Il disco rotto di Renzi sulle riforme mentre continua la decadenza dell’Italia
11 Giugno 2016
I fischi e i “vai a casa” riservati nei giorni scorsi al presidente del consiglio Renzi dall’assemblea di Confcommercio e durante un convegno sul terzo settore a Lucca dimostrano che il Paese reale ormai è sempre più scollegato da questo governo. I ceti produttivi ormai hanno capito che le rivendicazioni di Renzi sono risibili: quando il premier ha provato a glorificare “lo zainetto e la pizza in più” che gli italiani si sono potuti permettere con gli 80 euro è stato subissato dai fischi dei commercianti.
Quella di Renzi è la stessa politica economica che contraddistingue da sempre la sinistra: tassa e spendi, manovre fondate sulla spesa, la leva fiscale che continua ad essere percepita come oppressiva dal mondo del lavoro (pago ma in cambio di quali servizi?) e che disincentiva crescita e investimenti. Un Mezzogiorno che dopo essere completamente sparito dai radar del governo adesso deve anche sorbirsi gli strali di Renzi sulla inadeguatezza delle sue classi dirigenti. Intanto gli ultimi dati Istat mostrano che la disoccupazione resta stabile all’11,6%, mentre quella giovanile ormai è un macigno che ci vede agli ultimi posti in Europa.

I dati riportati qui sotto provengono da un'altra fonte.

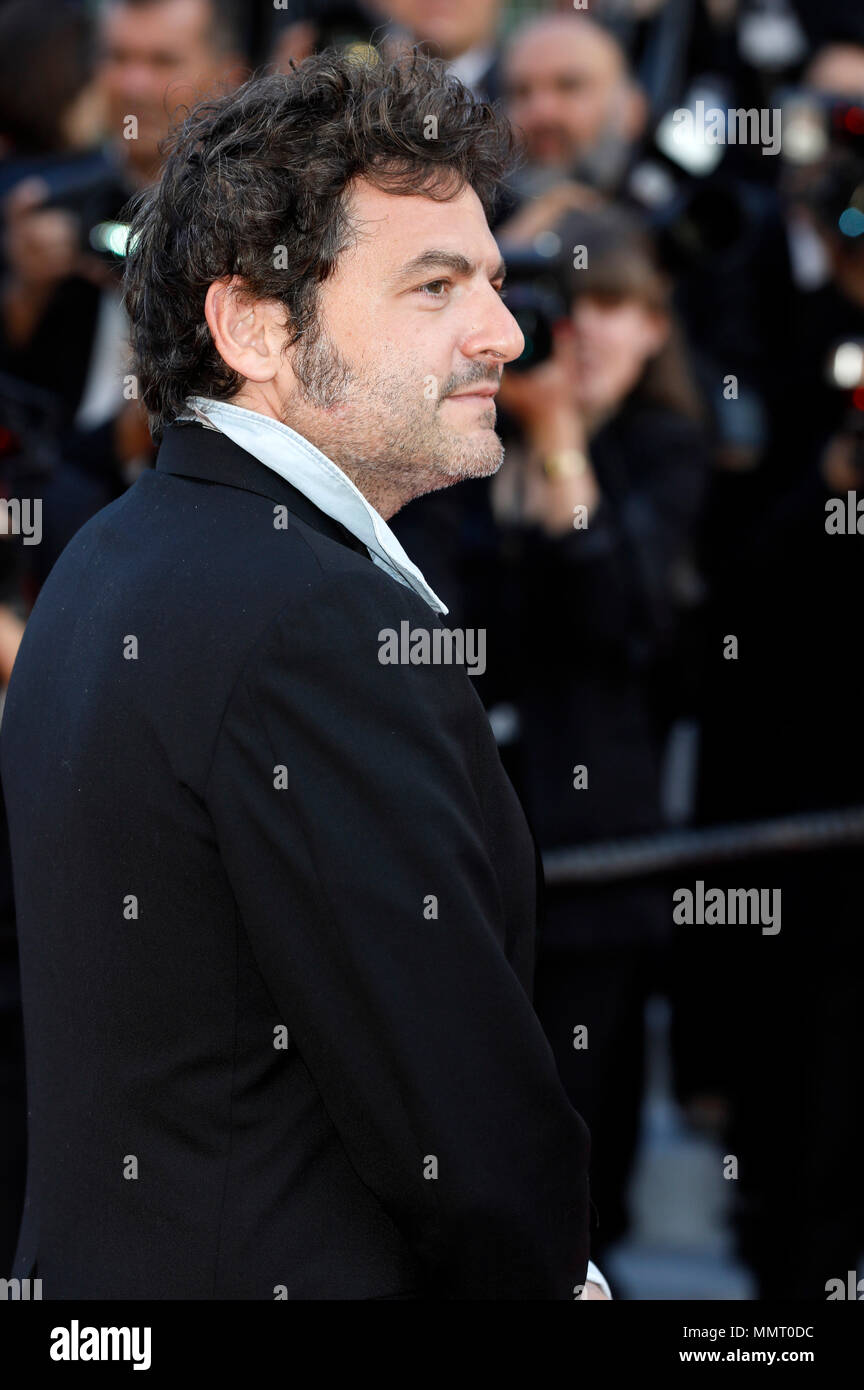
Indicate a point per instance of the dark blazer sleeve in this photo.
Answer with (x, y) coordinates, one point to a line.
(416, 1029)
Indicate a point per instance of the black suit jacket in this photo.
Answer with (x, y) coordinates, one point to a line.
(260, 1061)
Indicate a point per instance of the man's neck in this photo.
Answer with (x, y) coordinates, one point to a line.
(320, 431)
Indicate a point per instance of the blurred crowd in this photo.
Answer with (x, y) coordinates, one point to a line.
(670, 634)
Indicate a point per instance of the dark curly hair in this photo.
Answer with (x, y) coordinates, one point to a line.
(264, 170)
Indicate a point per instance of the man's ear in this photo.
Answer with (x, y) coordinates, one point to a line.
(243, 330)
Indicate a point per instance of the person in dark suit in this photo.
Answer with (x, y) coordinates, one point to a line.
(275, 894)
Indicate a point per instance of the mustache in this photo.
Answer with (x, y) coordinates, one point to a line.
(463, 384)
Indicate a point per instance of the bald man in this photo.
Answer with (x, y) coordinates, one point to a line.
(570, 93)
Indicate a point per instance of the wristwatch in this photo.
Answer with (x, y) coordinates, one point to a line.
(564, 463)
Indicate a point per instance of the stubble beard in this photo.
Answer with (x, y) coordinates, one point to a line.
(384, 434)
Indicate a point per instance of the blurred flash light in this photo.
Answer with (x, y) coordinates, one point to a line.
(848, 366)
(111, 236)
(852, 221)
(804, 131)
(686, 146)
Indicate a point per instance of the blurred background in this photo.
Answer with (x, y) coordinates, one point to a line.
(673, 642)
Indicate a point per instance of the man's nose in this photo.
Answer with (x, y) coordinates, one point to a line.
(496, 334)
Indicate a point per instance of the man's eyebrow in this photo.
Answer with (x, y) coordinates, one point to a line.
(450, 260)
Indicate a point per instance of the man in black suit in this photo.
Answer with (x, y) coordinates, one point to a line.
(275, 894)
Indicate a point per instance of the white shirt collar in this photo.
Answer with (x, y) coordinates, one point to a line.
(318, 478)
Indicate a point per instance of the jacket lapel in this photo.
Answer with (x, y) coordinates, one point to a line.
(190, 451)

Questo è il quadro generale, da qui bisogna partire per capire le ragioni di quei fischi e della batosta presa dal partito democratico al primo turno delle elezioni comunali. Renzi continua a ripetere che la soluzione a tutti i mali dell’Italia è votare “Sì” al referendum costituzionale, come se davvero la riforma cambiasse qualcosa per le tasche di chi lavora e che, anche quest’anno, dovrà fare i conti con gli odiosi studi di settore. Nel frattempo, il ministro Madia ci informa che l’articolo 18 non può essere abolito nel settore pubblico, per la gioia dei fannulloni e alla faccia delle riforme rivoluzionarie.
Renzi se la prende con chi “si lamenta”, spiegando ai giovani industriali che nei prossimi dieci anni “il mondo subirà trasformazioni ancora più incisive e penetranti del passato” e che l’Italia deve mettersi in gioco se vuole essere tra i “nuovi vincenti” di domani. E’ vero, il mondo sta cambiando. Sta cambiando tutto, a cominciare dal lavoro. Ma di grazia, quali sarebbero le ricette renziane per il futuro? Che dire di un Pil che se va bene tornerà a crescere ai livelli pre-crisi solo nel 2020?

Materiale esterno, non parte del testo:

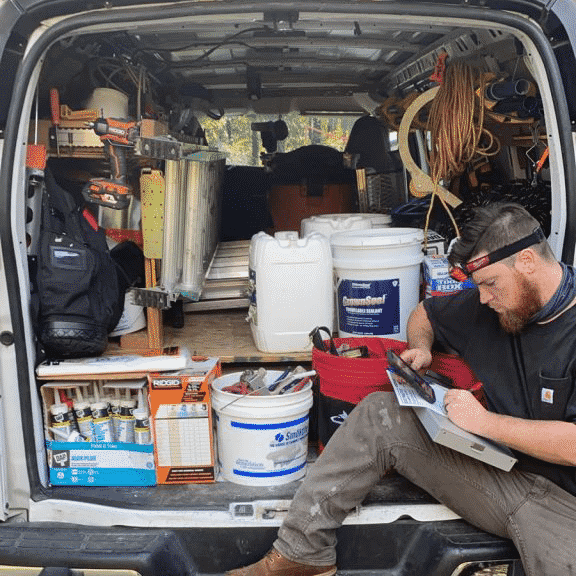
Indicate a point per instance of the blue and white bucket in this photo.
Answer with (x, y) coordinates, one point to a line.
(261, 440)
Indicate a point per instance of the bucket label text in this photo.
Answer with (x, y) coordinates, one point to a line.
(369, 307)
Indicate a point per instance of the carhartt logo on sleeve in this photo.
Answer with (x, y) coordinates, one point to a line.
(547, 395)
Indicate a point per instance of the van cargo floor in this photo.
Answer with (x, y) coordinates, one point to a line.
(219, 495)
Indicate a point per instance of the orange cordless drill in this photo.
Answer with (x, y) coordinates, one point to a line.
(117, 136)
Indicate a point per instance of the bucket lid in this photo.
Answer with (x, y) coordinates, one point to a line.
(377, 237)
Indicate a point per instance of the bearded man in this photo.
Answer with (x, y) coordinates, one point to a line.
(516, 330)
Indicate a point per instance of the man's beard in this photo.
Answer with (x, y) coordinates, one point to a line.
(513, 321)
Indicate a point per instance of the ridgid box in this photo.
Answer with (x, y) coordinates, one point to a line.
(181, 419)
(93, 463)
(437, 279)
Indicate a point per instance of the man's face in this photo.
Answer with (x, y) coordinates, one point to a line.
(509, 294)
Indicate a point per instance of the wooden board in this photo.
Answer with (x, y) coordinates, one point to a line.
(226, 335)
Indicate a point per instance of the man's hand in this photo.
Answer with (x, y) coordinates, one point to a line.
(465, 411)
(417, 358)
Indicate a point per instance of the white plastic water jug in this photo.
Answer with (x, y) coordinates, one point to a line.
(291, 290)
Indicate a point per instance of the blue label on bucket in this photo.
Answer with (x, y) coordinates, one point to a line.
(369, 307)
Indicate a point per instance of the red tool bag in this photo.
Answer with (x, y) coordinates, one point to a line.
(343, 382)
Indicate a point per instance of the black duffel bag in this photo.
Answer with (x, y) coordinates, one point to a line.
(76, 291)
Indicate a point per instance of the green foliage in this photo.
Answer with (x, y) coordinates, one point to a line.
(234, 136)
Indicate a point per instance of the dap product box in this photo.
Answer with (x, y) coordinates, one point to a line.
(92, 463)
(181, 418)
(437, 279)
(435, 245)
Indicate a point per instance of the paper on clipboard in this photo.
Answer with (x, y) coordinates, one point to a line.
(407, 396)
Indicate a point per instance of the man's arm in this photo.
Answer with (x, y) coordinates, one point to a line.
(420, 339)
(550, 440)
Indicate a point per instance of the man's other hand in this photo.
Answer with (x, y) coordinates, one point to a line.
(417, 358)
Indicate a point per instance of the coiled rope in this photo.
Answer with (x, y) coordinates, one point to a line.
(456, 126)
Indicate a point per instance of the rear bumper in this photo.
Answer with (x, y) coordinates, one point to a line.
(401, 548)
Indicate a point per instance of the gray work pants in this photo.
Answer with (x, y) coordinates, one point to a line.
(379, 435)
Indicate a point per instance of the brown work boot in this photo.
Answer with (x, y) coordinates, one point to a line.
(274, 564)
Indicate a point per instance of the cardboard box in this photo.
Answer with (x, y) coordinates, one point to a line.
(94, 463)
(437, 279)
(181, 420)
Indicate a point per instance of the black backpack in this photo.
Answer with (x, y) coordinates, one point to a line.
(76, 292)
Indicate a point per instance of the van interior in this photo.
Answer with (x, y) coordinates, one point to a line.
(293, 113)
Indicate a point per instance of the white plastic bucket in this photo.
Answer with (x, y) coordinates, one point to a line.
(377, 275)
(329, 224)
(261, 440)
(290, 283)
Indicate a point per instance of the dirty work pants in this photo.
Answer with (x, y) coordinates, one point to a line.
(379, 435)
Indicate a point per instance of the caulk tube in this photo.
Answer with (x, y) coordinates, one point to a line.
(126, 421)
(103, 428)
(141, 422)
(83, 415)
(141, 426)
(115, 412)
(62, 420)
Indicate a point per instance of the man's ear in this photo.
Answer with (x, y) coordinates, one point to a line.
(525, 261)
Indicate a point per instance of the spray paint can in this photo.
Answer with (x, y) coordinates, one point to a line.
(103, 428)
(126, 421)
(115, 414)
(62, 419)
(84, 418)
(141, 426)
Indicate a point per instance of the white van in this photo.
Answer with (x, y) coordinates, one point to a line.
(228, 79)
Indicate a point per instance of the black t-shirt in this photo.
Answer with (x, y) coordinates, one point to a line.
(529, 375)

In questi anni passati al governo il premier ha forse saputo parlarci di un mondo del lavoro che sarà sempre più meccanizzato espellendo altri lavoratori? Renzi ci ha forse detto qualcosa sui trend che vedono una diminuzione degli occupati nel mondo della industria e della agricoltura? Quale progetto ha il Fiorentino per una Italia dove la flessibilità occupazionale e la mobilità, subite o volontarie, nei prossimi anni saranno sempre più diffuse?
Un Paese in cui il lavoro autonomo diventerà la metà del mercato del lavoro e dove le forme contrattuali saranno lasciate sempre di più alla contrattazione diretta tra azienda e lavoratore e sempre meno alla mediazione sindacale, con il rischio di una moltiplicazione dei conflitti? Su tutte queste grandi questioni della nostra epoca e che investono il futuro dell’Italia, Renzi non ha niente da dire perché alla sua parte politica ormai mancano da tempo risposte concrete e il responso delle urne anche nelle roccaforti della sinistra lo dimostra in modo plateale.
A Roma il Pd vince ai Parioli dopo aver abbandonato le periferie, è un partito senza una idea di sviluppo delle grandi aree metropolitane. A Renzi allora non resta che far girare il disco rotto della riforma costituzionale che, insieme alla legge elettorale, potrebbe assicurargli di restare in sella per un altro giro di giostra. Ma dopo i fischi ricevuti a Confcommercio e lo schiaffo preso dal Pd alle Comunali arrivano anche i primi sondaggi sul referendum di ottobre: il No è avanti, non perché gli italiani non vogliono cambiare bensì perché si sono accorti che questo Governo, il Pd e i suoi alleati, non stanno cambiando il Paese, stanno solo occupando posti di potere.
Impoveriti e arrabbiati, i cittadini e contribuenti si aspettano vere risposte sul futuro e nel frattempo hanno smascherato la propaganda pseudo-obambiana del presidente del consiglio.